Armut rasant angestiegen

In diesem Register sind heute bis zu 44.000 Volksküchen eingetragen, von denen allerdings ein Großteil nicht mehr existiert. Die Regierung nutzte dies medienwirksam: Tagelang beherrschten registrierte, aber nicht mehr existierende Armenküchen, die angeblich weiterhin mit Lebensmitteln versorgt wurden, die Schlagzeilen.

Als der libertäre Präsident Javier Milei im Dezember 2023 sein Amt antrat, lebten 42 Prozent in Armut, 12 Prozent davon in extremer Armut. Das geht aus Daten der nationalen Statistikbehörde Indec hervor. Nach Schätzungen der Katholischen Universität von Buenos Aires ist die Prozentzahl der Menschen, die in Armut leben, inzwischen auf 58 Prozent angestiegen, davon 17,5 Prozent in extremer Armut. In absoluten Zahlen leben damit 24,9 Millionen Menschen in Armut, 7,8 Millionen in extremer.

Niemand bestreitet die prekäre Lage, auch nicht Präsident Milei. Dessen erklärtes Ziel ist es, das System der Armenhilfe neu zu organisieren. Sozial- und Nahrungsmittel sollen direkt an die Bedürftigen gehen – und nicht mehr über die sozialen Basisorganisationen und kirchlichen Einrichtungen, die in den vergangenen zwei Jahrzehnten für die Weitergabe der staatlichen Unterstützung zuständig waren. Seine Begründung: Es sei nötig, den bisherigen Verteilungsprozess zu evaluieren und angebliche Korruption einzudämmen.
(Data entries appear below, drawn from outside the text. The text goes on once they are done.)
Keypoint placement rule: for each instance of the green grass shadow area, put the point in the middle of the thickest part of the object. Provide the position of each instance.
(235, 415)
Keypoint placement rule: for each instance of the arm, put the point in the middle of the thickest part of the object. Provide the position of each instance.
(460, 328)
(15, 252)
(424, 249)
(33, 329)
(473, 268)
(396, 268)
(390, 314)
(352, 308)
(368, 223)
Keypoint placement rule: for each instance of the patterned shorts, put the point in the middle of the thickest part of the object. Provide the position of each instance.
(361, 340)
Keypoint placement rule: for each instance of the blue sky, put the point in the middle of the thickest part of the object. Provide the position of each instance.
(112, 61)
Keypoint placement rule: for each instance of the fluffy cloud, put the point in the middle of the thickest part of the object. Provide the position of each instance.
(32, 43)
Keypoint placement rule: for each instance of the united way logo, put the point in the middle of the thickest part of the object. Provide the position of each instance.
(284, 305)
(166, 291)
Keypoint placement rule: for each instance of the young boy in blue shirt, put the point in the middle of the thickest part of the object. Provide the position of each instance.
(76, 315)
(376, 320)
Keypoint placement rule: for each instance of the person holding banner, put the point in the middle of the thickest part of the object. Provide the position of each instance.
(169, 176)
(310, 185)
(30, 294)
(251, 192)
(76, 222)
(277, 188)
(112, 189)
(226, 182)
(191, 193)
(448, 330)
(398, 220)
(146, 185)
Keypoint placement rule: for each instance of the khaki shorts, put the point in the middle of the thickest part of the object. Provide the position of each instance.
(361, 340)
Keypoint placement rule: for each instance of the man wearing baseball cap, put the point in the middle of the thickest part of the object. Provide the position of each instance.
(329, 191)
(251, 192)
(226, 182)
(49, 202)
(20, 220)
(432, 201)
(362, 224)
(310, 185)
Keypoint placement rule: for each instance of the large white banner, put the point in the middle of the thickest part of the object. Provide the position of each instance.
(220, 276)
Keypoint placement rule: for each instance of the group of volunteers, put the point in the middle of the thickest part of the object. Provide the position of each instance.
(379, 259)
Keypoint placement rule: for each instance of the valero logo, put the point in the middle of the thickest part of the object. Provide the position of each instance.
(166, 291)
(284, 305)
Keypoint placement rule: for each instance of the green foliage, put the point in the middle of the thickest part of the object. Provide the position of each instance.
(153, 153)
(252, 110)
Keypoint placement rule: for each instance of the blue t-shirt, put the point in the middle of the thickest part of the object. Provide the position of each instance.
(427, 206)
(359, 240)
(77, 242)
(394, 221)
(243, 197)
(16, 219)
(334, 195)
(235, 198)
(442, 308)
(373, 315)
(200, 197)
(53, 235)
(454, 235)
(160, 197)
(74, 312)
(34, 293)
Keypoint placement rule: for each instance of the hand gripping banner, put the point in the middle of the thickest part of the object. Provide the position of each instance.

Die Verteilung von Nudeln, Reis, Speiseöl und anderen nicht verderblichen Lebensmitteln an die Suppenküchen setzte er aus. Stattdessen hat die Regierung nun die finanzielle Unterstützung für Kinder (AUH) und Lebensmittel (Tarjeta Alimentar), die über personalisierte Debitkarten vergeben werden, deutlich erhöht. Wer eine dieser Debitkarten besitzt, bekommt die Unterstützungssumme monatlich überwiesen und kann damit einkaufen.

Strafanzeige gegen Ministerin

Doch die Versorgungslücke, die durch die Einstellung der Lebensmittellieferungen entstanden ist, hat die Regierung schlicht unterschätzt, auch weil längst nicht alle der darauf angewiesenen Menschen eine solche Debitkarte besitzen, vor allem nicht die Älteren unter ihnen.

Bereits am 5. Februar erstattete Juan Grabois von der Unión de los Trabajadores y Trabajadoras de la Economía Popular, einem Zusammenschluss informeller Arbeiter*innen, Strafanzeige gegen die für Sozialpolitik zuständige Ministerin Sandra Pettovello. Der Vorwurf lautete „Verletzung der Amtspflicht“ angesichts der Nichtauslieferung von Grundnahrungsmitteln. Richtig Fahrt nahm der Fall Ende Mai auf: De­mons­tran­t*in­nen zogen vor ein staatliches Lagerhaus in Buenos Aires und beschuldigten die Regierung, dort 6.000 Tonnen Lebensmittel zu horten.

Während die Regierung sich damit rechtfertigte, dass es sich um Vorräte für den Katastrophenfall handele und nur ein sehr geringer Teil das Haltbarkeitsdatum erreicht habe, kamen immer mehr Details ans Licht. Zum Beispiel, dass bei 300 Tonnen Milchpulver das Haltbarkeitsdatum in wenigen Wochen ablaufen würde. Schließlich lenkte die Ministerin Pettovello ein und beauftragte die Armee, das Milchpulver sofort abzutransportieren und der Stiftung für Kinderernährung CONIN zu übergeben.

Allerdings: CONIN ist eine Stiftung für Kinderernährung, deren ultrakonservativer Vorsitzender Abel Albino Mitglied in der erzkonservativen, geheimbündlerischen Organisation Opus Dei ist. Mit CONIN unterzeichnete die Ministerin im Februar ein Abkommen über den Kauf von Lebensmitteln für ihre Suppenküchen.

Regierung setzt auf fundamentalistische Bewegungen

Kurz zuvor hatte sie sich außerdem mit der Christlichen Allianz der Evangelischen Kirchen der Argentinischen Republik (ACIERA) geeinigt, einem Zusammenschluss von evangelikalen Fundamentalisten: Die Ministerin sagte ihnen eine erste Zahlung von umgerechnet rund 190.000 Euro für den Kauf von Lebensmitteln für ihre über 700 Volksküchen zu.

Ob die Ministerin ihre Zusagen eingehalten hat, ist nicht klar. Fest steht jedoch, dass sich die Regierung auf zwei fundamentalistische religiöse Bewegungen stützt, die in Argentinien bei der Versorgung der Armen mit dem Vatikan konkurrieren.